The goal of this book is to improve understanding of what is meant by the terms “systolic function” and “diastolic function” and how these can best be measured and interpreted, both now and in the future..
In Diastole, the ventricular wall must be appropriately compliant to allow rapid, complete filling at low filling pressures. The key questions are:
• What structures and mechanisms determine ventricular compliance? Does compliance primarily reflect the myocytes (titin, tubulin, other elastic intramyocytic proteins)? The collagen extracellular matrix? Pressures, distentions, and flows in fluid compartments (blood, lymph, interstitial fluids)? What is the role of calcium-dependent myofilament interactions (and incomplete relaxation)? Is compliance subject to endothelial modulation? Is it viscoelastic?
• Is elastic systolic energy normally stored in the heart wall to aid filling during diastole (ventricular suction)? If so, where is this energy stored ... in myocytes? in collagen? In what mode and direction ... compression? expansion? torsional deformation, twist, or other shears? Does the contractile state of the myocytes during systole alter diastolic suction?
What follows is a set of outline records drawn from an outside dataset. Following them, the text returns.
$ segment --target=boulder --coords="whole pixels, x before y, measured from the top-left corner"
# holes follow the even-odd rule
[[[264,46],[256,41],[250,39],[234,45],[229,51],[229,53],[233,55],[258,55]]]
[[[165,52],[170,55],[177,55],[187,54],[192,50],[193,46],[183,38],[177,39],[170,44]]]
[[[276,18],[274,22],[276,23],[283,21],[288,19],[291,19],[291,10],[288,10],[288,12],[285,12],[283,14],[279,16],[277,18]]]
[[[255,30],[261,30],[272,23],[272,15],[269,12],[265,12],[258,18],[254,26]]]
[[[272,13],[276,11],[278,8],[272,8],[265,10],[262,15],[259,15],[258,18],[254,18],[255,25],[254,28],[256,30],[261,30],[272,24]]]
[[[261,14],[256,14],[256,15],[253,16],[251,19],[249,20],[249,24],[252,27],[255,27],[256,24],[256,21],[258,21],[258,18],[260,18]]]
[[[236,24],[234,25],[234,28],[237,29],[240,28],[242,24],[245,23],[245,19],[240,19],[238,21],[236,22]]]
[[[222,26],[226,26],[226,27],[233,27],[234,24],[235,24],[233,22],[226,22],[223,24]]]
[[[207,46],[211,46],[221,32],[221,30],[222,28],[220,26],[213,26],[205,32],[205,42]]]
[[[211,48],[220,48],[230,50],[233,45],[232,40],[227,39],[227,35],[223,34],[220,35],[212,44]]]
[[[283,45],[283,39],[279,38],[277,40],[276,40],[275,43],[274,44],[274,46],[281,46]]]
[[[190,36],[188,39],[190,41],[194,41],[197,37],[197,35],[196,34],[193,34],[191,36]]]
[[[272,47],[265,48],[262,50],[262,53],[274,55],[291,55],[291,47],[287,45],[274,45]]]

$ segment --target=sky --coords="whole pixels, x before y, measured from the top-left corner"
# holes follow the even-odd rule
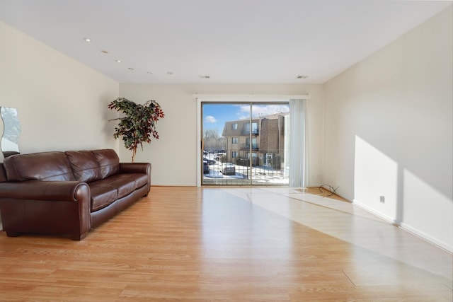
[[[203,104],[203,129],[216,130],[220,137],[225,122],[250,117],[249,104]],[[252,106],[252,117],[289,112],[289,104],[260,104]]]

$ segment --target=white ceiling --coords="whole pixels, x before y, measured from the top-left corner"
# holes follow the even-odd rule
[[[0,21],[120,83],[324,83],[452,3],[0,0]]]

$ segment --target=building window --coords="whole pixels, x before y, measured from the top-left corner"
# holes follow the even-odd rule
[[[243,124],[243,132],[245,134],[250,133],[250,123],[246,122]],[[252,122],[252,128],[251,128],[252,134],[258,134],[258,122]]]

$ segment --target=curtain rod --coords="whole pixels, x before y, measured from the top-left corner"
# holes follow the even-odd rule
[[[193,97],[204,100],[309,100],[309,94],[198,94],[194,93]]]

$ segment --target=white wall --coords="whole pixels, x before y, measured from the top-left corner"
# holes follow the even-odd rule
[[[120,95],[137,103],[156,100],[166,117],[159,121],[160,139],[137,151],[136,161],[152,164],[154,185],[197,185],[197,102],[199,94],[296,95],[309,93],[309,182],[318,185],[321,179],[322,148],[321,85],[302,84],[132,84],[121,83]],[[131,152],[122,146],[122,160],[130,161]]]
[[[0,40],[0,106],[18,109],[21,153],[117,150],[107,122],[117,82],[1,22]]]
[[[325,84],[322,168],[341,195],[450,250],[452,16],[449,6]]]

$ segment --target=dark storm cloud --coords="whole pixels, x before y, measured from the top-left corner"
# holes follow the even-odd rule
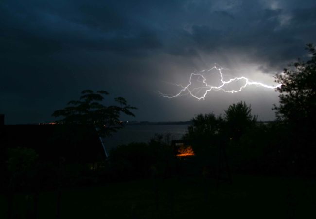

How is such energy storage transmurally distributed? Is it greater nearer the epicardium? the endocardium? uniform throughout the wall? What is the timing of elastic energy release during the cardiac cycle? Is all of the potential energy stored during systole dissipated during relaxation? Is suction normally in evidence or is it a backup mechanism? How does one demonstrate when suction is present? Does energy storage in the mitral valvular-ventricular complex contribute to filling?
• What is the effect of overall chamber geometry (size, shape) on compliance and suction? What are the effects of geometric remodeling (protein turnover with widely different time courses), heart rate, pericardial constraint, ventricular interdependence, asynchrony and asynergy, exercise, hypertrophy, dilatation, heart failure? What is the relationship between diastolic chamber properties and myocardial (muscle) properties?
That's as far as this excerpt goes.